As had been the case many times this season, kick returner Leon Washington delivered in a crisis, tip-toeing down the sideline to set up the offense at midfield. Plays later, offensive coordinator Darrell Bevell decided to go for the win.
The offense lined up with a running back, a fullback and a tight end, intent to bleed the clock and set-up the play action, as was the Seahawks’ MO, except the Hawks sprung the trap early. As the Patriots’ defense shifted to Lynch, Wilson faked the handoff and spun around. Tight end Zach Miller (86), who had come in motion to protect Wilson, held off defensive end Jermaine Cunningham (96), giving Wilson the room he needed to go through his throwing motion.

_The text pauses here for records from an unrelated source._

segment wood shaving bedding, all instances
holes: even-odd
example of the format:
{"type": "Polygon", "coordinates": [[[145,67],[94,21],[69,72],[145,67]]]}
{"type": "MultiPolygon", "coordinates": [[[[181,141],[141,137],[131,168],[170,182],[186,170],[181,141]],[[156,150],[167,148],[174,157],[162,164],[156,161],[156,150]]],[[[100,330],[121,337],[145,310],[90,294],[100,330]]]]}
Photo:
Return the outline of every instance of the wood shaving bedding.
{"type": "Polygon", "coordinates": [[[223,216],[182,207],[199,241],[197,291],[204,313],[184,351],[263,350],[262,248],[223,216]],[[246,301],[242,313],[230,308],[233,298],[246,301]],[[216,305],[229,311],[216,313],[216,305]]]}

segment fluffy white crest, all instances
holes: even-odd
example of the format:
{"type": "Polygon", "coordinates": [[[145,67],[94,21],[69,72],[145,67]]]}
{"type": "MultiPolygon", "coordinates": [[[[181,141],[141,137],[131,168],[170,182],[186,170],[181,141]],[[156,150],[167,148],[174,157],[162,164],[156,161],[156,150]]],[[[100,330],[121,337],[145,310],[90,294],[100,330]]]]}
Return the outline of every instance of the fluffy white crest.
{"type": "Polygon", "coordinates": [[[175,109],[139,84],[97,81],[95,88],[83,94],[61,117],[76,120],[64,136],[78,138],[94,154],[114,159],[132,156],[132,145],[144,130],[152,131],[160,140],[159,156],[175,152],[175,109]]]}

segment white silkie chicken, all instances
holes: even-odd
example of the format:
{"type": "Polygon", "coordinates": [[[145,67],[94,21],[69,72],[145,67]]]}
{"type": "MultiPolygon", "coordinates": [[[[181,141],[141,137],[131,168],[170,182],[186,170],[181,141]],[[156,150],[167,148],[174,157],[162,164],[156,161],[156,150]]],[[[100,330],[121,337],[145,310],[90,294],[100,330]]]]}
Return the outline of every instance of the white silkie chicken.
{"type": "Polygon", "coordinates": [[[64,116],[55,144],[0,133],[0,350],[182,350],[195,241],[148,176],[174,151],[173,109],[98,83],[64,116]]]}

The Patriots’ defensive backs had stuck to their assignments all day, rarely being lulled into allowing Wilson to create a big pass with his feet. In this instance, their discipline may have become their undoing. Cornerback Devin McCourty (32) did not stay with wide receiver Sidney Rice (18), and while one could not accuse McCourty of being “wrong” in handing Rice off to the safety, situationally, having seen Wilson sweep around with the ball, and knowing only tight end Miller was a potential second target, McCourty might have decided to bend the rules and stay hip-to-hip with Rice in an attempt to create a contested catch. Instead, Rice ran his route uninterrupted and faked out rookie Tavon Wilson (27), splitting center field as he brought in the touchdown.
The Seahawks won by one point.
The Seahawks had not “out-footballed” the Patriots, but like when a kid beat his dad for the first time on the basketball court, it usually wasn’t pretty. It involved a lot of frustration on defense, getting hot on offense at the right time, and getting most of the lucky breaks. It was a grind it out game. A young, growing team proved to themselves that, if they continued to work hard, they could one day be considered a team as dominate in the NFC as the Patriots were in the AFC. These Seahawks may still have been a little green, with its first four drafts picks putting in considerable time, but they were tenacious and tough, winners in their hearts and minds, and they were making believers out of themselves and the league around them.